Hoy, a sus 76 años, murió quien fuera uno de los exponentes más destacados de los canillitas de nuestro barrio.

LECHERO

Inició su vida laboral, a sus 17 abriles, como lechero.  Junto a su hermano Carlos tenía un reparto de leche que se extendía desde Caseros hasta Sáenz Peña.

Don Domingo, el padre de los muchachos, atendía una forrajearía (que luego fue almacén) en Potosí y Fischetti – y los hermanos colaboraban para llenar la olla donde hacía milagros mamá Rosa Dicciano.

“Guardábamos la leche en lo de Aldo González o en lo de Ramón Martín que también eran lecheros y tenían heladeras grandes”, nos contó Osvaldo, en cierta oportunidad.

DIARIERO

Fue en aquellos años cuando se obligó a que la leche se vendiera envasada y Osvaldo decidió cambiar de rumbo: le adquirió una parte de la distribución de diarios a Antonio Chávez e inició su trayectoria como canillita.

“A los diarios los teníamos que ir a buscar a la estación; los más vendidos eran Clarín y El Mundo y, entre las revistas: El Campeón, Mundo Deportivo, El Gráfico, Maribel, Intervalo, Andanzas de Patoruzú, Rico Tipo, Radiolandia… Canal TV y Selecciones nos las sacaban de las manos”, recordó Osvaldo, quien así pasó a integrar una cofradía de diarieros legendarios y entrañables: “Palito Pietrantonio, Manuel, Armando Lucchetti, Luis Galera, los hermanos Tuñón, Manduca, Marziano Franchelli, Beto y Pulli Dellepiane…”, rememoró mientras señalaba que “entre nosotros había códigos y no nos robábamos los clientes”.

Osvaldo siempre demostró empuje y al poco tiempo de empezar empleó a dos chicos que le vendían diarios en la ya desaparecida línea 141, que unía Chacarita con Pilar. A la vez, arregló para que un quiosquero de avenida San Martín, casi Urquiza, le vendiera sus revistas, además de golosinas y cigarrillos. No transcurrió mucho hasta que con dos caballetes armara su ‘parada’ en la esquina aludida.

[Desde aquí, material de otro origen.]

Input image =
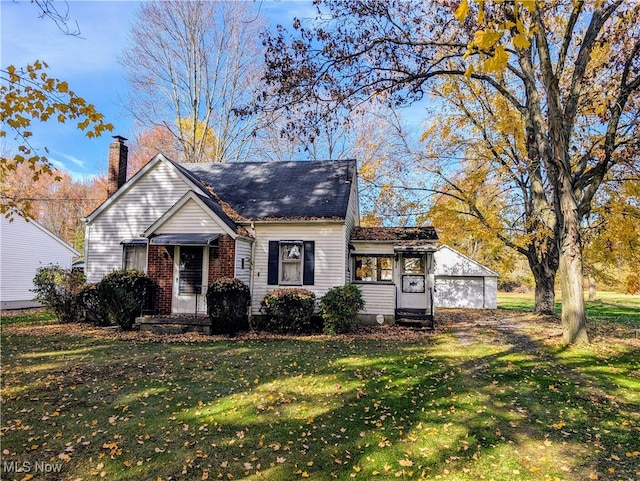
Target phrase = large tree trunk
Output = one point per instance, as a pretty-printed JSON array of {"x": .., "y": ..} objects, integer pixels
[
  {"x": 545, "y": 291},
  {"x": 574, "y": 317},
  {"x": 592, "y": 288},
  {"x": 544, "y": 268}
]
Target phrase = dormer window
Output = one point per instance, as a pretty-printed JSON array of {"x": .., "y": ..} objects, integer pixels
[{"x": 291, "y": 263}]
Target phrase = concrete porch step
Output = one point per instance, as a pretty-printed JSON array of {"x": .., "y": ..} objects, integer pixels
[
  {"x": 414, "y": 318},
  {"x": 174, "y": 324}
]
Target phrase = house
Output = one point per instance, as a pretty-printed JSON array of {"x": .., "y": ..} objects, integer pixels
[
  {"x": 25, "y": 247},
  {"x": 462, "y": 282},
  {"x": 278, "y": 224}
]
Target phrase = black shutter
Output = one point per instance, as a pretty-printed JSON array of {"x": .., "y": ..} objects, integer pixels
[
  {"x": 308, "y": 268},
  {"x": 272, "y": 265}
]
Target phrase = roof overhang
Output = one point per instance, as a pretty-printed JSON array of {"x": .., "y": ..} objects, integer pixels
[
  {"x": 416, "y": 248},
  {"x": 183, "y": 239}
]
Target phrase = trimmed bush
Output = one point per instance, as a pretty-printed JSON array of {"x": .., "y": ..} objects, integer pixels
[
  {"x": 227, "y": 303},
  {"x": 94, "y": 308},
  {"x": 57, "y": 289},
  {"x": 339, "y": 308},
  {"x": 289, "y": 310},
  {"x": 123, "y": 295}
]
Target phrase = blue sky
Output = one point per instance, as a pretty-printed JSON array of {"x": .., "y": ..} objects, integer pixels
[{"x": 89, "y": 64}]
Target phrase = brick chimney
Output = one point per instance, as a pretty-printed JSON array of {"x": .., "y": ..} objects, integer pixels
[{"x": 118, "y": 153}]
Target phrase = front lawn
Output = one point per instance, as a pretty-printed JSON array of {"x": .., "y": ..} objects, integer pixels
[
  {"x": 496, "y": 398},
  {"x": 608, "y": 306}
]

“Tanto Palito (Pietrantonio) como yo tenemos que agradecerles a los Vega -quienes tenían su puesto en Valentín Gómez y 3 de Febrero – que nos dejaron instalar nuestras propias paradas”, reconoció.

La todavía adoquinada avenida San Martín era testigo de como cada madrugada, Osvaldo llegaba para acomodar los diarios y revistas.

“En ese tiempo, todavía estaba el mástil en la esquina de La Merced”, recordó como también recordó a clientes que mantuvo a lo largo de más de medio siglo: “Huy, son tantos… Leonor Siffredi, Inés Vega, Berta Molina, Eda Rey , a quien le llevaba el diario a su casa en Moreno 80…”.

BOXEADOR AMATEUR

Paralelamente, Osvaldo se le animaba a la práctica del boxeo en el club Libertador, bajo la batuta de Juan Franco, y en el Luna Park supo ser sparring de glorias como Ramón La Cruz, Andrés Selpa Abel Cachazú.

DELEGADO

Durante un par de años, Osvaldo se empleó en la empresa Fiat (“me turnaba en el puesto de diarios con mi hermano”) donde fue elegido como delegado de almacén.
Con el tiempo, además se desempeñó como delegado zonal en el Sindicato de Canillitas.
“También pertenecieron al gremio Beto y Pulli Dellepiane”.

A lo largo de más de cinco décadas, su puesto de Urquiza y avenida San Martin se convirtió en un clásico de la geografía barrial. Y tanto se presentó como lugar para comprar el diario, como espacio de consulta para saber dónde está la parada del 343 o por dónde corre la calle Bonifacini.

Simpatizante de Racing y Almagro, nuestro vecino agradeció al barrio por todo lo que le dio: “soy fanático de Caseros”, subrayó.

Osvaldo estaba casado con Marta Castro, a quien conoció de jovencito, cuando aún repartía leche a domicilio.

El matrimonio – que residía en Thomás Guido y Potosí – tuvo tres hijas: Karina, Andrea y Anahí.